Writing train text file...
Saving digitdata/MNIST/Train.txt
Done
Writing test text file...
Saving digitdata/MNIST/Test.txt
Done

Logistic Regression

Logistic Regression(LR) is a fundamental machine learning technique that uses a linear weighted combination of features and generates probability-based predictions of different classes.

There are two basic forms of LR: Binary LR (with a single output that can predict two classes) and multiclass LR (with multiple outputs, each of which is used to predict a single class).

LR-forms

In Binary Logistic Regression (see top of figure above), the input features are each scaled by an associated weight and summed together. The sum is passed through a squashing (aka activation) function and generates an output in [0,1]. This output value is then compared with a threshold (such as 0.5) to produce a binary label (0 or 1), predicting 1 of 2 classes. This technique supports only classification problems with two output classes, hence the name binary LR. In the binary LR example shown above, the sigmoid function is used as the squashing function.

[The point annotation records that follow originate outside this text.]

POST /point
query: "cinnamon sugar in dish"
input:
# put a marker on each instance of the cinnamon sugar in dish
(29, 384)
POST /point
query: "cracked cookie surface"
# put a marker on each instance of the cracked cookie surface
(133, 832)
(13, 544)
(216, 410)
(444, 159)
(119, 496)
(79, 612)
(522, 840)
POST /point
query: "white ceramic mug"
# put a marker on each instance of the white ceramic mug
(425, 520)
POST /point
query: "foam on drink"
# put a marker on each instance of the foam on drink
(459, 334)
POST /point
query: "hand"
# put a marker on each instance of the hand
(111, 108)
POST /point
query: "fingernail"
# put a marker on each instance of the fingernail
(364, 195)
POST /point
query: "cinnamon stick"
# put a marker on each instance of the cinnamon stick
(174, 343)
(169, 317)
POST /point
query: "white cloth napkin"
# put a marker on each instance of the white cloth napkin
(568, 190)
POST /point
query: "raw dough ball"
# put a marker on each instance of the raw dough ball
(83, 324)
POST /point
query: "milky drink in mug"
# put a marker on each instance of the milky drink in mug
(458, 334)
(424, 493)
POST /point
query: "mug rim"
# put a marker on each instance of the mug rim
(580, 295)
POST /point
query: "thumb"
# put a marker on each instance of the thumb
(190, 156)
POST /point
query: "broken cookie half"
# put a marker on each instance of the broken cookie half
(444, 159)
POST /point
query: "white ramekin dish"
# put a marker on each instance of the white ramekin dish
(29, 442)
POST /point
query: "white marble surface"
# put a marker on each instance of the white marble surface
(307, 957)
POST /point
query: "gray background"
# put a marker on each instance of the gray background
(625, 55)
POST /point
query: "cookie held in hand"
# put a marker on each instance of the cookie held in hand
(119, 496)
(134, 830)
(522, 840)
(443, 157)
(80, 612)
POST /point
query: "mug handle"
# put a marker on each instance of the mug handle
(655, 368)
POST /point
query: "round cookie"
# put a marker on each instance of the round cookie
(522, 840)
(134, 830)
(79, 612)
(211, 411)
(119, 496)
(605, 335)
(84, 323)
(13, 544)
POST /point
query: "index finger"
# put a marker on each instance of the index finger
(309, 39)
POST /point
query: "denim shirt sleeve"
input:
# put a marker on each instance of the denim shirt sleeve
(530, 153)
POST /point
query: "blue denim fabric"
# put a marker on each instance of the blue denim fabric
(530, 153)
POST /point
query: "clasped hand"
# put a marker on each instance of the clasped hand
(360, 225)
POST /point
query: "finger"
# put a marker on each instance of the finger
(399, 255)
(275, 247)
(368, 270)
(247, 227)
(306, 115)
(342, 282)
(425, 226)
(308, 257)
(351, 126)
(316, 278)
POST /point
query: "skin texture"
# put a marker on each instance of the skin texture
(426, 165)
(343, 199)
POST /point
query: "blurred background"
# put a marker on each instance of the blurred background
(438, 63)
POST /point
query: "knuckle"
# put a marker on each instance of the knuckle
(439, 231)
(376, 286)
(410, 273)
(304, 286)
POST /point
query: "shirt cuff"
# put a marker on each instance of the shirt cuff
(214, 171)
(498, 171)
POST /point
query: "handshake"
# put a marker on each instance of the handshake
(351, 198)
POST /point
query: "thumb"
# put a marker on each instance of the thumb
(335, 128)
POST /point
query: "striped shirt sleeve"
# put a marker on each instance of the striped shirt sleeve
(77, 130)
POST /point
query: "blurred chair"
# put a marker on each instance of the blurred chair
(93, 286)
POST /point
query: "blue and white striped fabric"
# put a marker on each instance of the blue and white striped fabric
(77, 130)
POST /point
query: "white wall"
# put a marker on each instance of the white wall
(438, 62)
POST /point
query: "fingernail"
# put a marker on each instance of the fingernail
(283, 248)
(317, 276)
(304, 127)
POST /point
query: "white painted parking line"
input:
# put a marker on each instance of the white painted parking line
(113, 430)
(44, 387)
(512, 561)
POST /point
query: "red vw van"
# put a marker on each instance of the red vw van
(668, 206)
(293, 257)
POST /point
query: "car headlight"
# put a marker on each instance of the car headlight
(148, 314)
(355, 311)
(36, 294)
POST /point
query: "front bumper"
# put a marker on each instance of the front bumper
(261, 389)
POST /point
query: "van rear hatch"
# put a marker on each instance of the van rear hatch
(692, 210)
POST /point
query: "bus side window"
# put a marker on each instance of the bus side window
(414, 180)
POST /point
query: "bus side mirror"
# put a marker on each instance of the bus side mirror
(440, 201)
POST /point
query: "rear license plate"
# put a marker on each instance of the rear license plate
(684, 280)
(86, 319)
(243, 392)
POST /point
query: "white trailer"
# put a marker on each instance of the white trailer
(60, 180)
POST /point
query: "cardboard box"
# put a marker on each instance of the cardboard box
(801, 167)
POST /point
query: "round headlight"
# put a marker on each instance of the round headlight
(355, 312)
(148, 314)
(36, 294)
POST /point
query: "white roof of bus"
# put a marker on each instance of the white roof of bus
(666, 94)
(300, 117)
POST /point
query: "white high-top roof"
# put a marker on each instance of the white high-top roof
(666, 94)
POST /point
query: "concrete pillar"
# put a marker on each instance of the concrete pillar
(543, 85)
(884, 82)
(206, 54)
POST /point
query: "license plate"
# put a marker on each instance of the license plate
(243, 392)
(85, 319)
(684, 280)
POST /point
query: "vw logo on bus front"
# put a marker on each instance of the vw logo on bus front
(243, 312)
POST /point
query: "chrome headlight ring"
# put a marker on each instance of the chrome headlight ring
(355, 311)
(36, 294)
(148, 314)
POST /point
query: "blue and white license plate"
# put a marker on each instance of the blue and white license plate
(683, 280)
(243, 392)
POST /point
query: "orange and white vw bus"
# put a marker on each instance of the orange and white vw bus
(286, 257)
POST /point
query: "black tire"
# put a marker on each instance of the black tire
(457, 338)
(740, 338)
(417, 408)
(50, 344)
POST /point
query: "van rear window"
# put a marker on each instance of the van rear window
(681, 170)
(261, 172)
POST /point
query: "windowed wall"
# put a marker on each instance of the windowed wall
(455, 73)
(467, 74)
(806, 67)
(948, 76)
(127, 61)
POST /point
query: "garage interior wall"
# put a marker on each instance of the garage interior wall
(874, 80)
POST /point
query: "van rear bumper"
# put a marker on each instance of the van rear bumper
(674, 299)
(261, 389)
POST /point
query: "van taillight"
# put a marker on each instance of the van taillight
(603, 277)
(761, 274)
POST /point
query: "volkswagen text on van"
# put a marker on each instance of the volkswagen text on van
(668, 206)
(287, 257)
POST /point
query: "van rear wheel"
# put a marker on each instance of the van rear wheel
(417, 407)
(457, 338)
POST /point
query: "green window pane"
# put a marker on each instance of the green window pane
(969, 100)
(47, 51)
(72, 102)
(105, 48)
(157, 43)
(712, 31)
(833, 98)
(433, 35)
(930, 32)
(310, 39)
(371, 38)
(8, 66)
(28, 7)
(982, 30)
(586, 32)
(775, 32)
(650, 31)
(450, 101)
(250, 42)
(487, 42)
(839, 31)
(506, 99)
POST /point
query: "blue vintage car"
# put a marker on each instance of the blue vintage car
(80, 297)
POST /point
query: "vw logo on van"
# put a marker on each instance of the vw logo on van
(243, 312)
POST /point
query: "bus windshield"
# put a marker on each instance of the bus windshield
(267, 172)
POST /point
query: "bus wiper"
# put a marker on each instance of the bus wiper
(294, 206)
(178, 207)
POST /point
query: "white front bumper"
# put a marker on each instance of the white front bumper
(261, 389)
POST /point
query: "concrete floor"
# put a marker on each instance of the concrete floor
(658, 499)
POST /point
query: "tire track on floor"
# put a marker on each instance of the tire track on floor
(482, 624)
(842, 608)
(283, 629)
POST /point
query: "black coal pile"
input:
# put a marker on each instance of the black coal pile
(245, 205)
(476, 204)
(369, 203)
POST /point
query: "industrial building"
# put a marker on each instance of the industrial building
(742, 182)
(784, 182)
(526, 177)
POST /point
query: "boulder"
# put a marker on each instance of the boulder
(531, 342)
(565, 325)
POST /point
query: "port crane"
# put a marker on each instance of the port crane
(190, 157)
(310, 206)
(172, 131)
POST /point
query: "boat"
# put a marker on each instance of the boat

In Multiclass Linear Regression (see bottom of figure above), 2 or more output nodes are used, one for each output class to be predicted. Each summation node uses its own set of weights to scale the input features and sum them together. Instead of passing the summed output of the weighted input features through a sigmoid squashing function, the output is often passed through a softmax function (which in addition to squashing, like the sigmoid, the softmax normalizes each nodes’ output value using the sum of all unnormalized nodes). (Details in the context of MNIST image to follow)

We will use multiclass LR for classifying the MNIST digits (0-9) using 10 output nodes (1 for each of our output classes). In our approach, we will move the softmax function out of the model and into our Loss function used in training Sigmoid function

C.__version__

'2.0'

# Select the right target device when this notebook is being tested:
if 'TEST_DEVICE' in os.environ:
    if os.environ['TEST_DEVICE'] == 'cpu':
        C.device.try_set_default_device(C.device.cpu())
    else:
        C.device.try_set_default_device(C.device.gpu(0))

# Ensure we always get the same amount of randomness
np.random.seed(0)
C.cntk_py.set_fixed_random_seed(1)
C.cntk_py.force_deterministic_algorithms()

# Define the data dimensions
input_dim = 784
num_output_classes = 10

Earlier,the data was downloaded and written to 2 CTF (CNTK Text Format) files, 1 for training, and 1 for testing. Each line of these text files takes the form(for test set labels doesn’t exist):

|labels 0 0 0 1 0 0 0 0 0 0 |features 0 0 0 0 ...
                                              (784 integers each representing a pixel)

We are going to use the image pixels corresponding the integer stream named “features”. We define a create_reader function to read the training and test data using the CTF deserializer

# Read a CTF formatted text (as mentioned above) using the CTF deserializer from a file
def create_reader(path, is_training, input_dim, num_label_classes,base):
    if base==1:
        labelStream = C.io.StreamDef(field='labels', shape=num_label_classes, is_sparse=False)
        featureStream = C.io.StreamDef(field='features', shape=input_dim, is_sparse=False)
        deserailizer = C.io.CTFDeserializer(path, C.io.StreamDefs(labels = labelStream, features = featureStream))
    else:
        featureStream = C.io.StreamDef(field='features', shape=input_dim, is_sparse=False)
        deserailizer = C.io.CTFDeserializer(path, C.io.StreamDefs(features = featureStream))
    return C.io.MinibatchSource(deserailizer,
       randomize = is_training, max_sweeps = C.io.INFINITELY_REPEAT if is_training else 1)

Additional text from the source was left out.